O governo encaminhou ao Supremo Tribunal Federalista (STF) uma proposta mais abrangente e rígida de moderação de teor nas redes sociais, dentro do processo em julgamento na Incisão sobre o Marco Social da Internet. As sugestões do órgão para o tribunal se assemelham a itens do Projeto de Lei 2630/2020 – que ficou publicado porquê PL da Repreensão – que buscava ampliar a regulamentação das plataformas digitais, mas que travou na Câmara por falta de pedestal suficiente dos deputados.

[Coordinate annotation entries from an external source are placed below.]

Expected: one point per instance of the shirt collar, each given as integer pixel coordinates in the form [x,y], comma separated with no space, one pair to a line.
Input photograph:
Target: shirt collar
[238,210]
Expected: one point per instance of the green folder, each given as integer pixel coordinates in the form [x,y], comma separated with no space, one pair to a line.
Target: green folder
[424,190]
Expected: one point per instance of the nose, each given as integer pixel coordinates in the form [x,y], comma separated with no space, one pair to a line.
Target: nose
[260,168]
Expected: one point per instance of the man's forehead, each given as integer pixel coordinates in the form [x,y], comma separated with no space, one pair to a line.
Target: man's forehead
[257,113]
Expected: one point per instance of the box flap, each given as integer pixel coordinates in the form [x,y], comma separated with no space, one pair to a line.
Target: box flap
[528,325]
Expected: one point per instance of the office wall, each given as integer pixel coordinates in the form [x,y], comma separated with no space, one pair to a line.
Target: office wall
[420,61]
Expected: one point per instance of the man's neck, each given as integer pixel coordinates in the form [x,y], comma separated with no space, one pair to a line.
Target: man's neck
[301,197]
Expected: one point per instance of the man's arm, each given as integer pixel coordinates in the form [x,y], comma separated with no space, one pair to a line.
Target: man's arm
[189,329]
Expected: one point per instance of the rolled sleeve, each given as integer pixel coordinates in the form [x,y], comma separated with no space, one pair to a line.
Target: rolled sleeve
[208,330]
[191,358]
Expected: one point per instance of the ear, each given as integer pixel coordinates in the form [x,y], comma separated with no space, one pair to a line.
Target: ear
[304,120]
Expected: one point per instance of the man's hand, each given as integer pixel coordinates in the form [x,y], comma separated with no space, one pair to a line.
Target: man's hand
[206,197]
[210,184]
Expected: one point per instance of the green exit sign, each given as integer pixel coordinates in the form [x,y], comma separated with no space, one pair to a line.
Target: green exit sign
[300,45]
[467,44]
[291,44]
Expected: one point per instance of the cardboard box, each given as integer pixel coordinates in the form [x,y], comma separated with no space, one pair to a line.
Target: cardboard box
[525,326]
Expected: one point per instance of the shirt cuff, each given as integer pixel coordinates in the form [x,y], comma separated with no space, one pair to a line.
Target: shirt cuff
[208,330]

Na última quarta (27), os ministros do STF começaram a averiguar a constitucionalidade do item 19 da lei do Marco Social da Internet, pelo qual as plataformas não podem ser responsabilizadas na Justiça por postagens lesivas publicadas por seus usuários. No início do julgamento, o presidente da Incisão, Luís Roberto Barroso, admitiu que pautou o tema porque o Congresso não aprovou uma novidade lei sobre o tema.
O julgamento no STF do Marco Social da Internet será retomado nesta quarta-feira (4), com a perenidade do voto de Dias Toffoli, relator do tema, que defendeu uma atualização na lei.
A regulamentação em vigor do Marco Social da Internet, aprovada pelo Legislativo em 2014, diz que as redes sociais só podem tolerar punições – na forma de uma indenização por danos morais, decorrente de uma publicação ofensiva, por exemplo – caso uma decisão judicial considere determinado teor ilícito e a rede social descumpra uma ordem de remoção dessa publicação.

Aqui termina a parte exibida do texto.